Re: WAL logging problem in 9.4.3?

From: Daniel Gustafsson <daniel(at)yesql(dot)se>
To: Kyotaro HORIGUCHI <horiguchi(dot)kyotaro(at)lab(dot)ntt(dot)co(dot)jp>
Cc: michael(dot)paquier(at)gmail(dot)com, tgl(at)sss(dot)pgh(dot)pa(dot)us, alvherre(at)2ndquadrant(dot)com, david(at)pgmasters(dot)net, Heikki Linnakangas <hlinnaka(at)iki(dot)fi>, simon(at)2ndquadrant(dot)com, andres(at)anarazel(dot)de, masao(dot)fujii(at)gmail(dot)com, kleptog(at)svana(dot)org, pgsql-hackers(at)postgresql(dot)org
Subject: Re: WAL logging problem in 9.4.3?
Date: 2017-09-05 10:05:01
Message-ID: B3EC34FC-A48E-41AA-8598-BFC5D87CB383@yesql.se
Views: Raw Message | Whole Thread | Download mbox | Resend email
Thread:
Lists: pgsql-hackers

> On 13 Apr 2017, at 11:42, Kyotaro HORIGUCHI <horiguchi(dot)kyotaro(at)lab(dot)ntt(dot)co(dot)jp> wrote:
>
> At Thu, 13 Apr 2017 13:52:40 +0900, Michael Paquier <michael(dot)paquier(at)gmail(dot)com> wrote in <CAB7nPqTRyica1d-zU+YckveFC876=Sc847etmk7TRgAS2pA9CA(at)mail(dot)gmail(dot)com>
>> On Tue, Apr 11, 2017 at 5:38 PM, Kyotaro HORIGUCHI
>> <horiguchi(dot)kyotaro(at)lab(dot)ntt(dot)co(dot)jp> wrote:
>>> Sorry, what I have just sent was broken.
>>
>> You can use PROVE_TESTS when running make check to select a subset of
>> tests you want to run. I use that all the time when working on patches
>> dedicated to certain code paths.
>
> Thank you for the information.
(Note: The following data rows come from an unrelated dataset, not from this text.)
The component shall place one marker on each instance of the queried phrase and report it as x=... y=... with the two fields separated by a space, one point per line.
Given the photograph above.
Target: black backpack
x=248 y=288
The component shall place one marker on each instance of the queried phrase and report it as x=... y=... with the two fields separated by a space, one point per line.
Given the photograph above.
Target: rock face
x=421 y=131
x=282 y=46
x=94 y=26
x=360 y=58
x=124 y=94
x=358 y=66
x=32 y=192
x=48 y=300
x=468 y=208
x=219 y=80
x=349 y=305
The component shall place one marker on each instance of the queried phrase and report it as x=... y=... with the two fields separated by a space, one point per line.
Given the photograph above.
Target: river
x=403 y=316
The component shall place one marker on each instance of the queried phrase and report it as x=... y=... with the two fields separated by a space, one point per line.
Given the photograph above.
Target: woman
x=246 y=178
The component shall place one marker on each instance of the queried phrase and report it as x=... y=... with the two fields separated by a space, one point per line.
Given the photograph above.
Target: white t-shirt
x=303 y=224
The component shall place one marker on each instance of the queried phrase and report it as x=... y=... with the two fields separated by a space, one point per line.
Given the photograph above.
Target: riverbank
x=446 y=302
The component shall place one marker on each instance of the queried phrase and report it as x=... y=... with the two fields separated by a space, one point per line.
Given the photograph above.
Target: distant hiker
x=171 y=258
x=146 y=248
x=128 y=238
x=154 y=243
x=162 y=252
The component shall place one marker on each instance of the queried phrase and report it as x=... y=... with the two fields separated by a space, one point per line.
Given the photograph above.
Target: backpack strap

Removing unwanted test scripts
> from t/ directories was annoyance. This makes me happy.
>
>>>> - Relation has new members no_pending_sync and pending_sync that
>>>> works as instant cache of an entry in pendingSync hash.
>>>> - Commit-time synchronizing is restored as Michael's patch.
>>>> - If relfilenode is replaced, pending_sync for the old node is
>>>> removed. Anyway this is ignored on abort and meaningless on
>>>> commit.
>>>> - TAP test is renamed to 012 since some new files have been added.
>>>>
>>>> Accessing pending sync hash occurred on every calling of
>>>> HeapNeedsWAL() (per insertion/update/freeze of a tuple) if any of
>>>> accessing relations has pending sync. Almost of them are
>>>> eliminated as the result.
>>
>> Did you actually test this patch? One of the logs added makes the
>> tests a long time to run:
>
> Maybe this patch requires make clean since it extends the
> structure RelationData. (Perhaps I saw the same trouble.)
>
>> 2017-04-13 12:11:27.065 JST [85441] t/102_vacuumdb_stages.pl
>> STATEMENT: ANALYZE;
>> 2017-04-13 12:12:25.766 JST [85492] LOG: BufferNeedsWAL: pendingSyncs
>> = 0x0, no_pending_sync = 0
>>
>> - lsn = XLogInsert(RM_SMGR_ID,
>> - XLOG_SMGR_TRUNCATE | XLR_SPECIAL_REL_UPDATE);
>> + rel->no_pending_sync= false;
>> + rel->pending_sync = pending;
>> + }
>>
>> It seems to me that those flags and the pending_sync data should be
>> kept in the context of backend process and not be part of the Relation
>> data...
>
> I understand that the context of "backend process" means
> storage.c local. I don't mind the context on which the data is,
> but I found only there that can get rid of frequent hash
> searching. For pending deletions, just appending to a list is
> enough and costs almost nothing, on the other hand pendig syncs
> are required to be referenced, sometimes very frequently.
>
>> +void
>> +RecordPendingSync(Relation rel)
>> I don't think that I agree that this should be part of relcache.c. The
>> syncs are tracked should be tracked out of the relation context.
>
> Yeah.. It's in storage.c in the latest patch. (Sorry for the
> duplicate name). I think it is a kind of bond between smgr and
> relation.
>
>> Seeing how invasive this change is, I would also advocate for this
>> patch as only being a HEAD-only change, not many people are
>> complaining about this optimization of TRUNCATE missing when wal_level
>> = minimal, and this needs a very careful review.
>
> Agreed.
>
>> Should I code something? Or Horiguchi-san, would you take care of it?
>> The previous crash I saw has been taken care of, but it's been really
>> some time since I looked at this patch...
>
> My point is hash-search on every tuple insertion should be evaded
> even if it happens rearely. Once it was a bit apart from your
> original patch, but in the latest patch the significant part
> (pending-sync hash) is revived from the original one.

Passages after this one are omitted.